Wednesday, January 19, 2011

Shift away from state support for higher education discussed at hearing

The major themes of Gov. Gregoire’s proposed 2011-13 budget for higher education are maintaining system quality and making progress on the degree-production targets contained in the state’s Strategic Master Plan for Higher Education.
That was the message the Governor’s fiscal and policy advisers delivered last week to members of the House Higher Education Committee, who also heard from higher education system representatives about the impact additional budget cuts could have on both program quality and degree production.
To maintain system quality in a time of reduced state revenue, the Governor’s budget would continue to shift more of the burden of higher education costs onto students and their families through higher tuition.
The budget proposal would reduce the higher education appropriation from the state General Fund by $344.7 million in the next biennium. The reduction would be partially offset by authorized tuition increases for the public colleges and universities.
The Governor proposes legislation that would limit undergraduate-resident annual tuition rate increases to:
·         11 percent at the University of Washington, Washington State University and Western Washington University;
·         10 percent at community and technical colleges;
·         9 percent at Eastern Washington University, Central Washington University and The Evergreen State College.
The new tuition increases would come on top of 14 percent annual increases at the state’s public baccalaureate institutions the past two years, and 7 percent annual increases at community and technical colleges.
To offset the impact of tuition increases on students who meet income requirements for the State Need Grant (SNG) program, the Governor’s proposal would increase SNG funding by $91.6 million in the next biennium. Even so, demand for SNG may make it hard for some students to receive assistance. Last year, nearly 22,000 eligible students went unserved because demand exceeded available dollars.
To meet expected demand for college-educated workers in years ahead, the Strategic Master Plan calls for the state’s public and private four-year colleges and universities to produce at least 6,700 more bachelor’s degrees per year by 2018 than they did in 2010. The number of additional degrees needed would continue to increase in later years. Because of the recession, state budget cuts and other factors, the number of additional degrees produced since the Strategic Master Plan was adopted in 2008 has remained flat.
To address that issue, the Governor proposes to shift the focus from enrollments to an incentive program that rewards institutions that can produce more of the degrees the state needs.
Taking into account the additional revenue they would receive from tuition increases, the Governor’s budget proposal for 2011-13 still would leave higher education institutions about 5 to 6 percent below the level of operating revenue in the 2009-11 biennium. Additional cuts in the current biennium are likely when the Legislature passes a final supplemental budget.
 The reduction in state support for higher education—and the impact it has had on public colleges and universities—was described by higher education representatives during the House Higher Education Committee work session last week.

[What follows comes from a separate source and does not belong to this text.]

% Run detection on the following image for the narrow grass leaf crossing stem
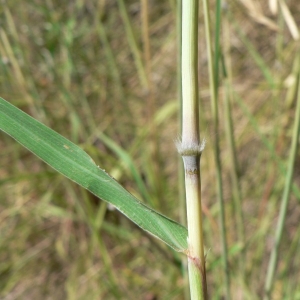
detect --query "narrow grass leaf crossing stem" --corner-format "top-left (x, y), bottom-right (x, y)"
top-left (0, 97), bottom-right (188, 252)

Council of Presidents Executive Director Mike Reilly pointed out that in the Governor’s proposed $32 billion state budget for 2011-13, about $1 billion in General Fund money is allocated for public baccalaureate institutions.  That is about the same amount allocated in the 1989-91 budget, when total General Fund spending was $12.7 billion. Reilly called that a “staggering stagnation of funding for higher education.”
Reilly said state investment makes higher education accessible and affordable and allows institutions to move toward meeting the state’s goal of increased degree production to serve the needs of the economy. Further reductions in General Fund support would move the state in the opposite direction—toward reduced access, fewer new degrees in science, technology engineering and mathematics, and fewer educated students, Reilly said.
 If lawmakers can keep further General Fund reductions to modest levels while allowing modest tuition increases, it may be possible to make continued progress on higher education goals, he said.